Nicole Leach

Personal information
- Born: 18 July 1987 (age 38) West Philadelphia, United States
- Height: 5 ft 8 in (173 cm)
- Weight: 125 lb (57 kg)

Sport
- Country: United States
- Sport: Track and field
- Event(s): 400 metre hurdles 400 metres
- Club: UCLA

Medal record
Track and field
Representing United States
World Junior Championships
| Gold medal – first place | 2004 Grosseto | Girls' 4 × 400 m relay |
| Gold medal – first place | 2006 Beijing | Girls' 4 × 400 m relay |
| Silver medal – second place | 2006 Beijing | Girls' 400 m hurdles |
Pan American Games
| Bronze medal – third place | 2007 Rio de Janeiro | Women's 400 m hurdles |
| Bronze medal – third place | 2007 Rio de Janeiro | Women's 4 × 400 m relay |

= Nicole Leach (hurdler) =

American athlete (born 1987)

Nicole Leach (born July 18, 1987) is a former American track and field athlete who competed in the 400 metre hurdles and 4 × 400 metre relay events at international level events. Her coach was Jeanette Bolden and Bobby Kersee. Her highest achievement is winning two medals at the 2006 World Junior Championships in Athletics in Beijing.

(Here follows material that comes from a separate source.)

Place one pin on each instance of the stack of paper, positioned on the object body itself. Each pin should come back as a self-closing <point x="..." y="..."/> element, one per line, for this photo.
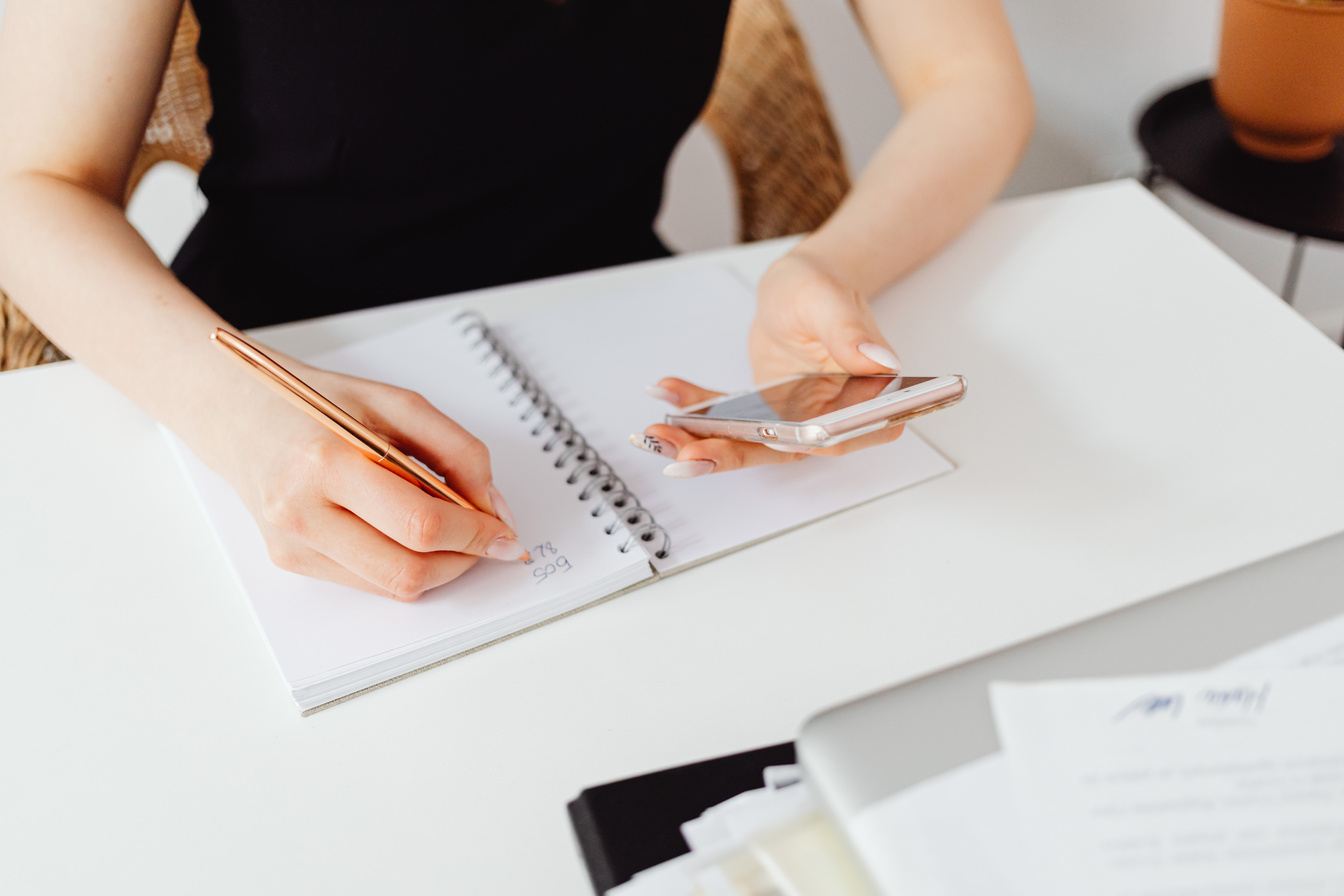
<point x="1225" y="782"/>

She is also a three time US Junior champion and two-time NCAA champion in the hurdles. She competed at the following international competitions: 2003 IAAF World Youth Championships in Sherbrooke, Canada; 2004 IAAF World Jr. Championships in Grosseto Italy; 2005 Jr. Pan American Games in Windsor, Canada; 2006 IAAF World Jr. Championships in Beijing, China, 2007 Pan American Games in Rio de Janeiro, where she won two bronze medals and the 2007 IAAF World Championships in Osaka, Japan. Nicole also competed in the 2010 IAAF Continental Cup.